Wer betrunken ein Kraftfahrzeug führt, ist zu Recht schnell die Fahrerlaubnis los. Das dürfte jedem bekannt sein. Doch in der Vergangenheit bestand Streit darüber, ob nach einer strafgerichtlichen Entziehung der Fahrerlaubnis, die auf der Teilnahme am Straßenverkehr unter Alkoholeinfluss beruhte, im Wiedererteilungsverfahren – unabhängig von der BAK (Blutalkoholkonzentration) – die Anforderung eines medizinisch-psychologischen Gutachtens (MPU) ohne Ermessensspielraum erforderlich ist oder nicht.

Hierüber hatte nun das Bundesverwaltungsgericht (Urteil vom 06.04.2017, 3 C 24.15 und 3 C 13.16) zu entscheiden.

Der Fall:

Zwei Autofahrer wurden mit 1,28 und 1,13 Promille wegen fahrlässiger Trunkenheit im Verkehr nach § 316 StGB durch ein Strafgericht verurteilt, eine Geldstrafe zu zahlen. Ihnen wurde zusätzlich nach § 69 StGB die Fahrerlaubnis entzogen. Als die beiden Autofahrer später die Neuerteilung der Fahrerlaubnis beantragen wollten, erhielten sie von der Fahrerlaubnisbehörde die Aufforderung, ein Gutachten über ihre Fahreignung vorzulegen, die sog. MPU. Die Autofahrer weigerten sich, diese Gutachten beizubringen und erhoben Klage. In beiden Fällen ist die Klage auf Erteilung der Fahrerlaubnis ohne vorherige MPU in den Vorinstanzen ohne Erfolg geblieben. Die Kläger legten Revision gegen das Urteil der Vorinstanzen ein. So ging der Fall bis nach Leipzig zum Bundesverwaltungsgericht (BVerwG).

Das Bundesverwaltungsgericht entschied – als letzte Instanz in Deutschland – dass die Behörde bei der Neuerteilung nicht ohne Weiteres auf eine MPU bestehen darf, wenn man mit weniger als 1,6 Promille ein Fahrzeug führte. Den beiden Klägern sei die Fahrerlaubnis auch ohne Gutachten zu erteilen, so das Gericht. Eine einmalige Trunkenheitsfahrt rechtfertige, ohne das Hinzutreten weiterer aussagekräftiger Tatsachen für eine zukünftige Trunkenheitsfahrt, erst ab einer BAK von 1,6 Promille die Anforderung eines Gutachtens. Die strafgerichtliche Entziehung einer Fahrerlaubnis wegen einer Trunkenheitsfahrt sei somit kein eigenständiger, von der 1,6 Promille-Grenze unabhängiger Sachgrund für die Anforderung eines Gutachtens.

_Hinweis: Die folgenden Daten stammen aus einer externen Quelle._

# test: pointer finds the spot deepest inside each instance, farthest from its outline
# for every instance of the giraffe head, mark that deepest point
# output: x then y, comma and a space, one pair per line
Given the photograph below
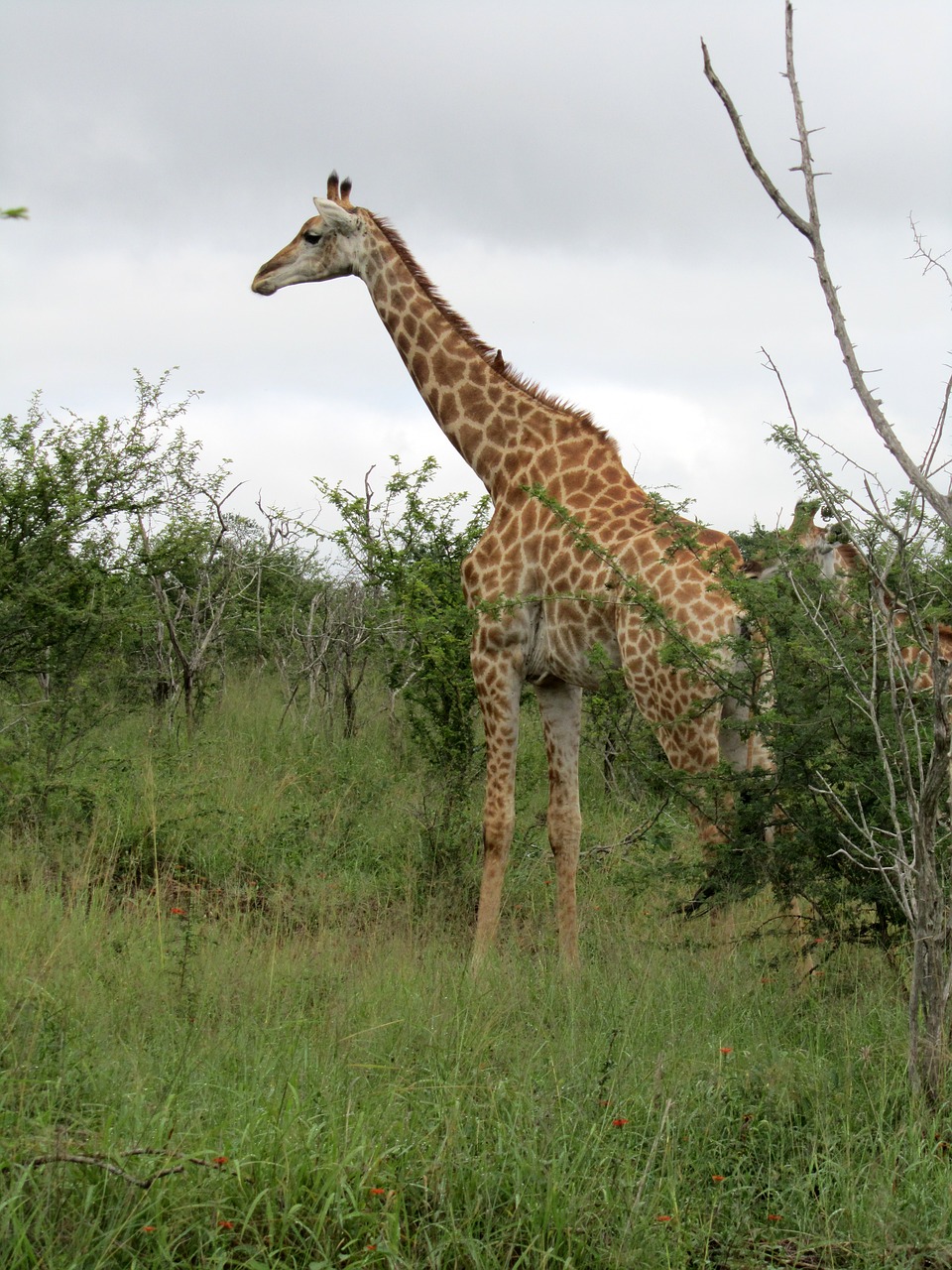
325, 246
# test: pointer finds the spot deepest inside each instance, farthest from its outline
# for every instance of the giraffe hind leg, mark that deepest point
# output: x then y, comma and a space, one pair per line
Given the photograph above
560, 705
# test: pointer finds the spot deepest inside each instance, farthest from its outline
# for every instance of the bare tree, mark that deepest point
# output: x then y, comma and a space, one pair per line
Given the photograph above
910, 847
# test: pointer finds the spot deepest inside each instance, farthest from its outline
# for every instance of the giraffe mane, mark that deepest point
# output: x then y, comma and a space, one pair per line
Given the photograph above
489, 352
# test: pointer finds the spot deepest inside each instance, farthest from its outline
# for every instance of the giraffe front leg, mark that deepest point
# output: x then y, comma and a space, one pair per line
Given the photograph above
560, 705
499, 689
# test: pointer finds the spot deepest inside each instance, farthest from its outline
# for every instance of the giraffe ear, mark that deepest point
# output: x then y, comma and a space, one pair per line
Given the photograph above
335, 216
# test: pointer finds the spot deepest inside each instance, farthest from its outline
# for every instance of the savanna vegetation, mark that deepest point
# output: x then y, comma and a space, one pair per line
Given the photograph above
239, 862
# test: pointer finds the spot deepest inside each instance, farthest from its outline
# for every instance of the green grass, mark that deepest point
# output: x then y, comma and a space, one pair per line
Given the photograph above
241, 983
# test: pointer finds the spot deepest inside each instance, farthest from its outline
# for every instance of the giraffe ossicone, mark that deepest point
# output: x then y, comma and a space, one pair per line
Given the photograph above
543, 602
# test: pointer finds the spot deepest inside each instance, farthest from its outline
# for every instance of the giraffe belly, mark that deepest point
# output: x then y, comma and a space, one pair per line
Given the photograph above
574, 643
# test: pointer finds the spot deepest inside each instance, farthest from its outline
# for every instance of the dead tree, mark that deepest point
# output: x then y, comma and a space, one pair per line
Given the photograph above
910, 851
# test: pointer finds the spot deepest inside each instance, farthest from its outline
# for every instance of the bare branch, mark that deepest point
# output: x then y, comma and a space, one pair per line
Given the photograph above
810, 229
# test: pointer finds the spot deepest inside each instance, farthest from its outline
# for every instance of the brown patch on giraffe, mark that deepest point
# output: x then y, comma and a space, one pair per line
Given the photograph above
448, 408
445, 367
474, 403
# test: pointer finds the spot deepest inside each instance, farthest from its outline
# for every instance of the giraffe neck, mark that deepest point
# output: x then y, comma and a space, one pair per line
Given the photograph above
480, 405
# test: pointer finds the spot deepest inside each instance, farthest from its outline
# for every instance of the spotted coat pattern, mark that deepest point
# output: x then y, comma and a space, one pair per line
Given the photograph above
549, 608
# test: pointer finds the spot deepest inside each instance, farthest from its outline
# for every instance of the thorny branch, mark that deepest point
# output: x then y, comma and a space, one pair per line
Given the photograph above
62, 1157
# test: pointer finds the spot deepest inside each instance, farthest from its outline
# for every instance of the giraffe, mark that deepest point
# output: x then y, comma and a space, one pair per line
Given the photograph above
838, 559
551, 610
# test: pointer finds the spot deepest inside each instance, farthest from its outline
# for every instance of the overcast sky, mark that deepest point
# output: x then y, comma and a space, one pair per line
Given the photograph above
561, 171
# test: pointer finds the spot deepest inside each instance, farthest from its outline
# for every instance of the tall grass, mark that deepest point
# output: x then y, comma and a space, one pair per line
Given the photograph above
239, 1030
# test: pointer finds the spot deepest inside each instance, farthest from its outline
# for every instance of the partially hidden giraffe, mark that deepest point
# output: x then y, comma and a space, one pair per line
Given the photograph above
548, 606
838, 559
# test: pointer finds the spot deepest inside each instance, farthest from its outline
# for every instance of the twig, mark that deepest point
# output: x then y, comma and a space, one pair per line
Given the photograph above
61, 1157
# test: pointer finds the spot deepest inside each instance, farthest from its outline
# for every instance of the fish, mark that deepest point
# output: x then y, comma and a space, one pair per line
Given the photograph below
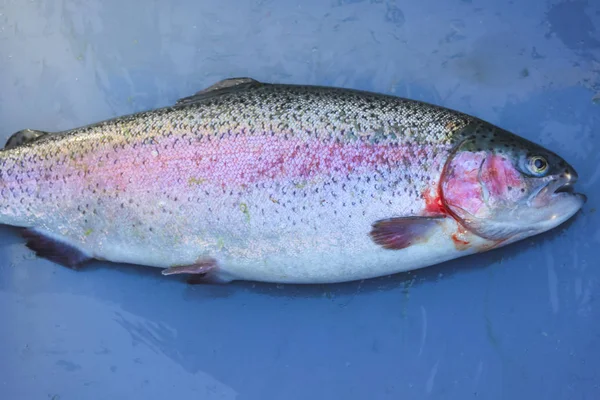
281, 183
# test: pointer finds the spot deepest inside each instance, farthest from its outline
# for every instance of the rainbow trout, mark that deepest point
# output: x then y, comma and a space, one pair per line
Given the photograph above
281, 183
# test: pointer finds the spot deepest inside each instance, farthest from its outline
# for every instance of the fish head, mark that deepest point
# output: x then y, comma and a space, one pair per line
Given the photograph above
504, 188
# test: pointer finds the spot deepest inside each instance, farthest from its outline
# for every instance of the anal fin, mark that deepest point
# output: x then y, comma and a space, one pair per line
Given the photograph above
55, 250
204, 271
400, 233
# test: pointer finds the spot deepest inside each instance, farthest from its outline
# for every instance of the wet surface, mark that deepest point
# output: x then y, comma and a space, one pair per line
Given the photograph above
519, 322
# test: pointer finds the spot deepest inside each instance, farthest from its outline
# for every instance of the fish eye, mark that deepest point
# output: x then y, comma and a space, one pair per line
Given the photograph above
538, 165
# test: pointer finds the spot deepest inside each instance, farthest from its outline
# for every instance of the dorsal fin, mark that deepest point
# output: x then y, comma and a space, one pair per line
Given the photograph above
24, 136
219, 88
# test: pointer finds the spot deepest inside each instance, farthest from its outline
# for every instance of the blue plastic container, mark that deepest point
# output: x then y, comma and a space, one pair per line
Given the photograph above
522, 322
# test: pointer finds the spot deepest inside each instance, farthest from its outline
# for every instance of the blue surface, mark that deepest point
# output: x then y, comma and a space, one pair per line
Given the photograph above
517, 323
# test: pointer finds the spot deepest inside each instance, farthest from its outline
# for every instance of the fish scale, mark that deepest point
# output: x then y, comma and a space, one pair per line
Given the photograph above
268, 182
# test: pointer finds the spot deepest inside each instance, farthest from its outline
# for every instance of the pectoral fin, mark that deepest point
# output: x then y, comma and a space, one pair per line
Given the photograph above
399, 233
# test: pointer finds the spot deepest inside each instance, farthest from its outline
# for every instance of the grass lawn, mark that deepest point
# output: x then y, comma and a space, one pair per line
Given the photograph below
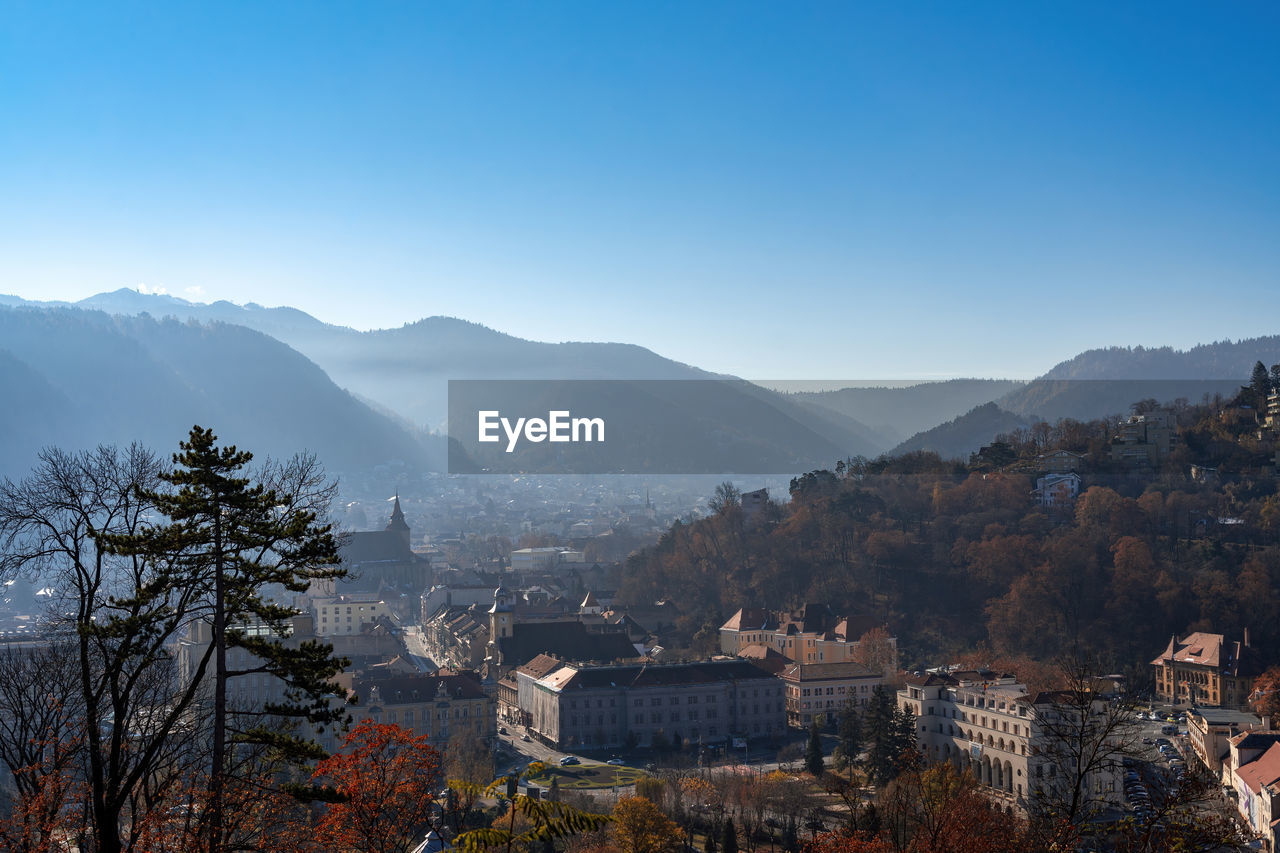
581, 776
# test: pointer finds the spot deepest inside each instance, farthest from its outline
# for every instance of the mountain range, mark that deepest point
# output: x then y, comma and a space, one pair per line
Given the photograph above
126, 365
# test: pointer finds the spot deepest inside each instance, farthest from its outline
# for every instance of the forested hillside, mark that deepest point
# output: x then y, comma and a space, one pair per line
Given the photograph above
960, 557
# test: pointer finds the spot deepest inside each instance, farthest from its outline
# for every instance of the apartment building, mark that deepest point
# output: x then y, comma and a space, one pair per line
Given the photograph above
810, 634
1013, 742
590, 706
1207, 670
823, 689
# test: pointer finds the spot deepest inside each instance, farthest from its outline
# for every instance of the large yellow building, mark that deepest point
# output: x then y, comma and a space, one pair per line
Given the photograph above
1206, 670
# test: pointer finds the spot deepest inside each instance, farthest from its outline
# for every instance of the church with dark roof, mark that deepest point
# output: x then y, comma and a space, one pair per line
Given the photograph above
384, 560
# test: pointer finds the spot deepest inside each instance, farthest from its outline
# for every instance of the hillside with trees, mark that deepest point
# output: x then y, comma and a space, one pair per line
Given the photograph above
960, 559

Die Entscheidung aus Leipzig bringt nun Klarheit und Rechtssicherheit. Sie verhindert zudem, dass zweierlei Recht in Deutschland gilt.

Für die Praxis bedeutet das Urteil des Bundesverwaltungsgerichtes, dass eine Anordnung einer MPU nur dann erfolgen darf, wenn konkrete Tatsachen vorliegen, die darauf schließen lassen, dass es zukünftig zu weiteren Trunkenheitsfahrten durch den Fahrzeugführer kommen könnte. Dies könnten z.B. Erkenntnisse der Behörde sein, dass eine Person regelmäßig trinkt. Jedoch sind diese Tatsachen nicht allein in der strafgerichtlichen Entziehung zu sehen.

Mit anderen Worten: Wird die Fahrerlaubnis unter Anwendung des § 316 StGB entzogen, liegt der BAK-Wert zur Tatzeit jedoch unter 1,6 Promille, kann im Regelfall somit keine MPU im Neuerteilungsverfahren durch die Fahrerlaubnisbehörde verlangt werden. Anders ist es jedoch dann, wenn konkrete Tatsachen vorliegen, die zukünftige Trunkenheitsfahrten befürchten lassen. Wegen der aktuellen Entscheidung des BVerwG lohnt es sich also nun für die Betroffenen, gegen die bis dahin ausgeübte Praxis der Fahrerlaubnisbehörde vorzugehen, um im Rahmen der Wiedererteilung bzw. Neuerteilung der Fahrerlaubnis keine MPU vorlegen zu müssen, soweit die BAK zum Tatzeitpunkt unter 1,6 Promille lag und keine weiteren konkreten Tatsachen auf eine zukünftige Trunkenheitsfahrt schließen lassen.

Der Weg der Wieder-/Neuerteilung der Fahrerlaubnis ist mühsam. Aber es lohnt sich auf jeden Fall für den Betroffenen gegen die pauschalen Anordnungen der Fahrerlaubnisbehörden zur Beibringung einer MPU vorzugehen.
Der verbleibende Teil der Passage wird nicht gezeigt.